I let go of feeling his hugs…with pats on the back;
I cling to God.
I let go of seeing him whole and healed from depression but know that now he is perfect in heaven; I cling to God.
I let go of my precious son on earth; I cling to God.
I will never let go of my love for my son.
I do not let go of my hopes and dreams for heaven and being reunited with my son forever; I cling ever so tightly to God.

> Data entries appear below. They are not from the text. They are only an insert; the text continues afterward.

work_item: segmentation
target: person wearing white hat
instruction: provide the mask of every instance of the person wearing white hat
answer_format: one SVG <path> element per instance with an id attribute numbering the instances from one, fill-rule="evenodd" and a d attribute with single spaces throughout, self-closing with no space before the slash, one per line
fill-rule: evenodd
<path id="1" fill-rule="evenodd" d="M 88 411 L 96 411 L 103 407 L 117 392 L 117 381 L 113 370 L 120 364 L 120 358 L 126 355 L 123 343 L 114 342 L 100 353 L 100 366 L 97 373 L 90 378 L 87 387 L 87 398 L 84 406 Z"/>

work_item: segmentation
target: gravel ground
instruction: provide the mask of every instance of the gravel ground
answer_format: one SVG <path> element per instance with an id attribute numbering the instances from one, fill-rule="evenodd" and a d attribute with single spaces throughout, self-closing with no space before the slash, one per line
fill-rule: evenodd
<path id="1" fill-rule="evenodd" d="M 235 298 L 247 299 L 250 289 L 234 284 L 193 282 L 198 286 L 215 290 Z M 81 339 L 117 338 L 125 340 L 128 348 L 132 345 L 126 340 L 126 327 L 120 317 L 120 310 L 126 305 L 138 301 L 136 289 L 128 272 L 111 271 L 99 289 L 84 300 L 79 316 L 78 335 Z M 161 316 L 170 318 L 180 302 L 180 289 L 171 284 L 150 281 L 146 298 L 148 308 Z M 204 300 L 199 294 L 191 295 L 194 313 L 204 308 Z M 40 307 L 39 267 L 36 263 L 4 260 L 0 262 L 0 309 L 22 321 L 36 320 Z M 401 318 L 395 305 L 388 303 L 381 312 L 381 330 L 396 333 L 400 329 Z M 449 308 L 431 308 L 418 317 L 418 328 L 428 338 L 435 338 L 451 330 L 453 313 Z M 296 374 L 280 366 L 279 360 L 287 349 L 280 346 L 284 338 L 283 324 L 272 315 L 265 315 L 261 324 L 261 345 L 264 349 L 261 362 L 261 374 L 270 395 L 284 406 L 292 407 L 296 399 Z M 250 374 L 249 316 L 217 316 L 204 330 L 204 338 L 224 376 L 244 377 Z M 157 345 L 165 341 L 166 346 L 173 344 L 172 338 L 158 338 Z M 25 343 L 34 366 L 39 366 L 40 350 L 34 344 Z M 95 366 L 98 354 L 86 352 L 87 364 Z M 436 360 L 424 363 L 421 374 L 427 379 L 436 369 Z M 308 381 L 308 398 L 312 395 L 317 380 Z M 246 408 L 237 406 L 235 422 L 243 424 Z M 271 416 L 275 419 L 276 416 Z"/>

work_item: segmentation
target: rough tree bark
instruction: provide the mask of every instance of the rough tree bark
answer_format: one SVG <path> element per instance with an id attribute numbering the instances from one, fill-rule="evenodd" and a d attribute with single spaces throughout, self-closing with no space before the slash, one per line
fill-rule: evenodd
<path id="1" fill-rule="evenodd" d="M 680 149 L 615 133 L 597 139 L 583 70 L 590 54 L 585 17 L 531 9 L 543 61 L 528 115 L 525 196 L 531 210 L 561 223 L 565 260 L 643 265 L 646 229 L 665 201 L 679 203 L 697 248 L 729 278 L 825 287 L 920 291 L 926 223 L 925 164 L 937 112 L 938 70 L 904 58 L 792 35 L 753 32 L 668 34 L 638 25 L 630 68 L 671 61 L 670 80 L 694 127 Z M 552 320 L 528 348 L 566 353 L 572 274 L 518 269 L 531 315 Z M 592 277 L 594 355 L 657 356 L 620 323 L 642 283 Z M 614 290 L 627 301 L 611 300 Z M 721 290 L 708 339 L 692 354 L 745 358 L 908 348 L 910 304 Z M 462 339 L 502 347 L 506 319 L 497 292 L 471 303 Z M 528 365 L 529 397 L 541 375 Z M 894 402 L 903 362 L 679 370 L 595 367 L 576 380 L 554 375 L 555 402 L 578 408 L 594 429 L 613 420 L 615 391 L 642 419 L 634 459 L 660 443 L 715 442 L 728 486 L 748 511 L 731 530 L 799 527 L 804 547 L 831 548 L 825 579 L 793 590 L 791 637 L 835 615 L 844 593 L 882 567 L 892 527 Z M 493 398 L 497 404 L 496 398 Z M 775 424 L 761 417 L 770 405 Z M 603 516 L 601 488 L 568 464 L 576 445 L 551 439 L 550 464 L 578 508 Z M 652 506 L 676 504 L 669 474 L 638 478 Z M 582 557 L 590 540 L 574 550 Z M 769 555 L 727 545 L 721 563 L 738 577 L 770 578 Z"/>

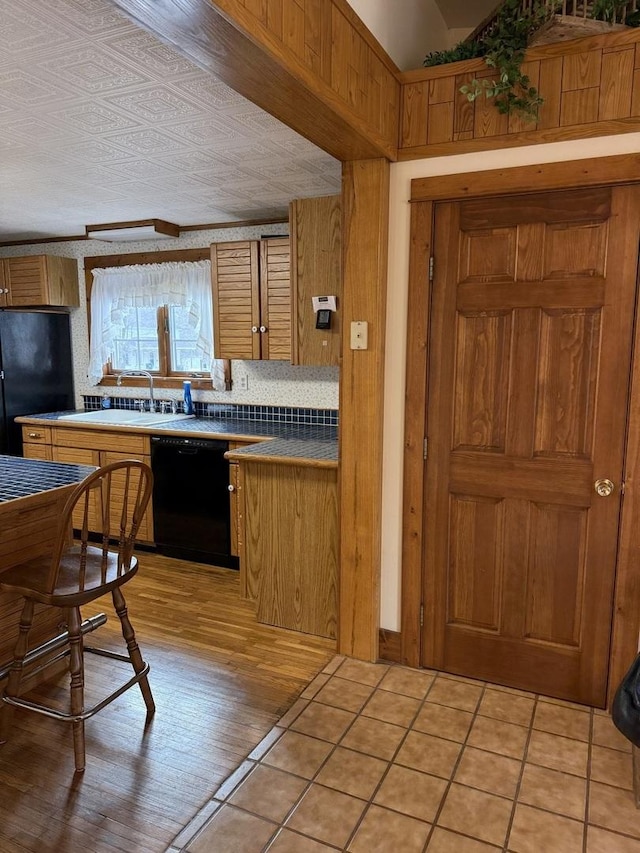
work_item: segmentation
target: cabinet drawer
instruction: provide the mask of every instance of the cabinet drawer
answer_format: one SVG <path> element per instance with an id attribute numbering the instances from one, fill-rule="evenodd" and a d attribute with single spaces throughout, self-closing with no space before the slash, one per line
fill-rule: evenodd
<path id="1" fill-rule="evenodd" d="M 100 454 L 83 447 L 53 447 L 54 462 L 70 462 L 72 465 L 100 465 Z"/>
<path id="2" fill-rule="evenodd" d="M 51 444 L 51 427 L 23 426 L 22 441 L 24 444 Z"/>
<path id="3" fill-rule="evenodd" d="M 50 444 L 31 444 L 26 442 L 22 445 L 22 455 L 25 459 L 46 459 L 51 460 Z"/>
<path id="4" fill-rule="evenodd" d="M 126 458 L 149 456 L 149 436 L 124 432 L 104 432 L 90 429 L 64 429 L 56 427 L 53 444 L 57 447 L 86 447 L 90 450 L 114 450 Z"/>

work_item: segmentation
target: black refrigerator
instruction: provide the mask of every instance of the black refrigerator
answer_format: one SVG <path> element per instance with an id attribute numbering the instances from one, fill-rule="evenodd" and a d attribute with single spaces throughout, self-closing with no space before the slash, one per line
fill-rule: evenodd
<path id="1" fill-rule="evenodd" d="M 0 453 L 22 455 L 14 418 L 73 408 L 69 315 L 0 310 Z"/>

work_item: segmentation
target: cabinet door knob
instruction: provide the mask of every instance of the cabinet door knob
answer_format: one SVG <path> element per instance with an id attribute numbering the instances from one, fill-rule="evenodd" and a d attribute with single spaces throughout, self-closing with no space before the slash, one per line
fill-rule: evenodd
<path id="1" fill-rule="evenodd" d="M 227 489 L 229 489 L 230 492 L 235 492 L 236 487 L 232 483 L 229 483 L 229 485 L 227 486 Z"/>
<path id="2" fill-rule="evenodd" d="M 260 331 L 261 331 L 261 332 L 266 332 L 266 331 L 267 331 L 267 327 L 266 327 L 266 326 L 260 326 Z"/>
<path id="3" fill-rule="evenodd" d="M 251 327 L 251 331 L 252 331 L 252 332 L 253 332 L 253 334 L 255 335 L 255 334 L 256 334 L 256 332 L 258 331 L 258 327 L 257 327 L 257 326 L 252 326 L 252 327 Z"/>
<path id="4" fill-rule="evenodd" d="M 27 436 L 29 438 L 42 438 L 42 433 L 41 432 L 28 432 Z"/>

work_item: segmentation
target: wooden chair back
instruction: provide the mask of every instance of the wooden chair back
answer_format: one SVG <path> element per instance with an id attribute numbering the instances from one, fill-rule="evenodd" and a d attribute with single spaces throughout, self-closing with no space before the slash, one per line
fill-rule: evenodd
<path id="1" fill-rule="evenodd" d="M 136 535 L 145 513 L 153 485 L 151 468 L 136 459 L 113 462 L 94 471 L 71 493 L 62 511 L 53 550 L 48 592 L 56 588 L 63 560 L 73 555 L 77 562 L 77 592 L 84 588 L 88 560 L 94 567 L 101 561 L 102 580 L 107 568 L 126 574 L 132 564 Z M 73 536 L 74 528 L 77 534 Z M 90 534 L 98 533 L 99 541 Z M 111 577 L 111 576 L 110 576 Z M 112 578 L 111 578 L 112 579 Z"/>

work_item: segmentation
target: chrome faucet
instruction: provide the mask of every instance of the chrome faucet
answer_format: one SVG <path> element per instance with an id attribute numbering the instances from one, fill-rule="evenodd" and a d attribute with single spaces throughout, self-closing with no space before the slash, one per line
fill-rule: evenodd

~Remembering Brian 12/30 – 10/29
Beverly Elero, TCF, Leesburg, VA

The Fall of Fall

What is it about the season that takes me back in time?
Everything I do, I find you are on my mind.
Haunting dreams find me at night when I try to sleep
And every little detail is replayed,
and the sadness falls so deep.
Something about the close of summer
seems to bring it back
Making it so hard to move onward and stay on track.
Something about the dying and fading of the trees
Brings my heart to sorrow, with the falling of the leaves.
How I long to stop it, to keep the fall away
But time marches on, and summer just won't stay.
I know with the fall, winter is not far behind
Another lonely season, and the memories flood my mind.
I cry my tears of sorrow, and pray for spring to come
A rebirth of the earth, and the warmness of the sun.
It makes the memories softer and gentler to recall
But now my life is saddened with the nearing of fall.